Analytics support

More features

There are website analytics packages to suit a range of budgets and requirements, one of which will meet the precise needs of your organisation. The companies that produce this software invest millions of pounds every year in developing their products. Rather than compete with them, we integrate with them.

The two main types of solution available today consist of log crunchers and embedded JavaScript solutions. Both are supported by Contensis.

Log crunchers

Log crunchers simply read the log files created by the web server in question.

Contensis usually publishes to a Microsoft IIS Server, although we do have the ability to publish to any other web server of your choice including Apache, Sun, etc. Each of these web servers will have a built-in logging function.  As Contensis publishes pages, the statistics solution can be configured to look at the relevant log files.

Log crunchers are being used less but they are still, at present, a contender in the statistics marketplace.

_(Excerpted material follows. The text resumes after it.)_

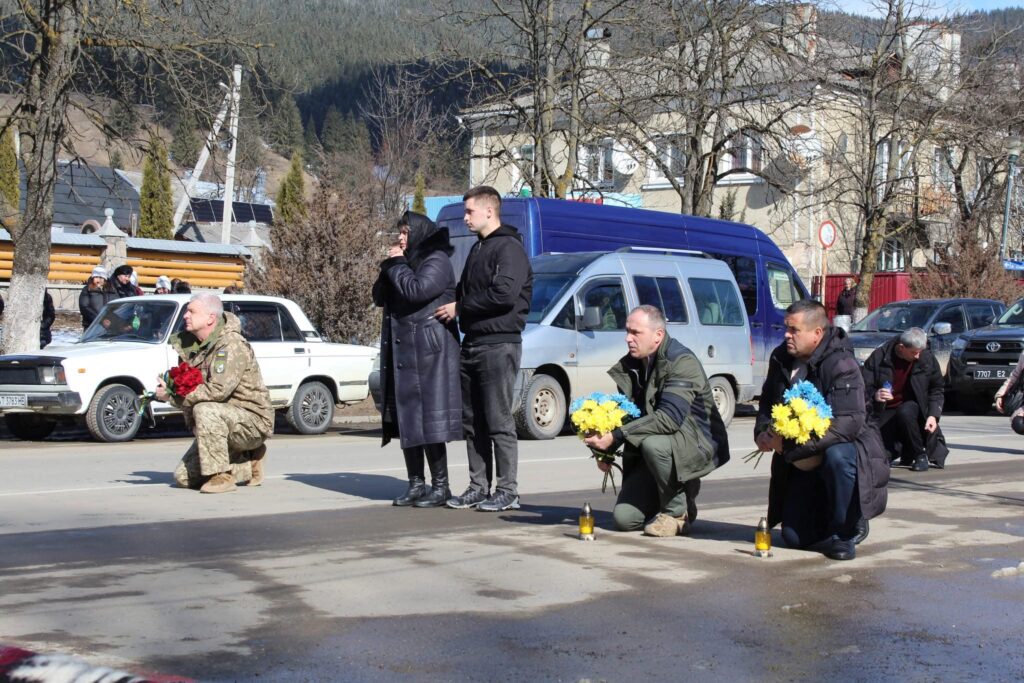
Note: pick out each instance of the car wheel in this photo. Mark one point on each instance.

JavaScript-based solutions

JavaScript-based statistics servers embed a piece of script or image into the web page. When the user visits the page the script is triggered, executing a HTTP request to your system of choice.

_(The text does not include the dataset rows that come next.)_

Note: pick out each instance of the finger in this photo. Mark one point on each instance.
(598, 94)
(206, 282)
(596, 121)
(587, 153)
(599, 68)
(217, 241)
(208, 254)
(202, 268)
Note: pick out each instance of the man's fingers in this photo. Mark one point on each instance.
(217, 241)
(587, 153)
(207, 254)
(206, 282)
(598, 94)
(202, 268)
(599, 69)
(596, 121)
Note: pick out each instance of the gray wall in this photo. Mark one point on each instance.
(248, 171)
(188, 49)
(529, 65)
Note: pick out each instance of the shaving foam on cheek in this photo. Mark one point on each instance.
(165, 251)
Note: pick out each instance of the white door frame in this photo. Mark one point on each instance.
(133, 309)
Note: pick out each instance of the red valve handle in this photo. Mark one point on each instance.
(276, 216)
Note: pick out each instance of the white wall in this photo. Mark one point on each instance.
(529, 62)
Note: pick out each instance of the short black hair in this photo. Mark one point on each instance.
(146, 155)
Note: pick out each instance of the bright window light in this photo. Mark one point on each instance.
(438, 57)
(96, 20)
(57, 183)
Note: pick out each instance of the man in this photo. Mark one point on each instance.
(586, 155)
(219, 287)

Because embedding JavaScript in templates or pages is fully supported, any of these packages, including Google Analytics, will work with Contensis.

Because most of our customers use either WebTrends or Google Analytics, we created standard functionality to support them. If you use either of these, you can add your unique code to the site config to automatically enable the statistics.

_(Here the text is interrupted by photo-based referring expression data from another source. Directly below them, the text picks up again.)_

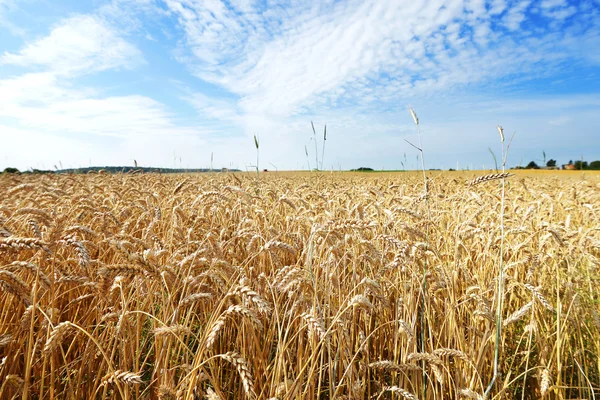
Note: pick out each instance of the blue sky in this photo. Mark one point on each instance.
(170, 82)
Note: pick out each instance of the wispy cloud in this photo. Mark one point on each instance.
(211, 74)
(367, 52)
(80, 44)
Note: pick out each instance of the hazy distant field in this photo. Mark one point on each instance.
(298, 286)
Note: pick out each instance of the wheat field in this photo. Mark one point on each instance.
(298, 286)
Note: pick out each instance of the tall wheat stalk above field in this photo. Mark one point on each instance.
(422, 321)
(323, 150)
(316, 147)
(500, 292)
(257, 154)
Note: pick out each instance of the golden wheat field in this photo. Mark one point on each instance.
(298, 286)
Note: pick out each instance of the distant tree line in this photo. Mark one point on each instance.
(115, 170)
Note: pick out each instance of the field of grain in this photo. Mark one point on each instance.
(298, 286)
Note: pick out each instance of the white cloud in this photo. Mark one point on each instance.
(80, 44)
(363, 53)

Get analytics reports in your Contensis dashboard

Simple statistics tracking

Although we do not provide a set of statistical reporting tools for websites in our core package, there is need to record some statistical information for the purpose of areas such as personalisation.

Contensis has the option to enable stats tracking and, once enabled, the system will record statistics to its internal databases of the visits to pages and content.

We can use this information to personalise user experience. One example would be a "what's hot" control. This could be placed on a user's dashboard and show the content that is most regularly visited. You could also change a user's features depending upon which email campaigns they have clicked through to.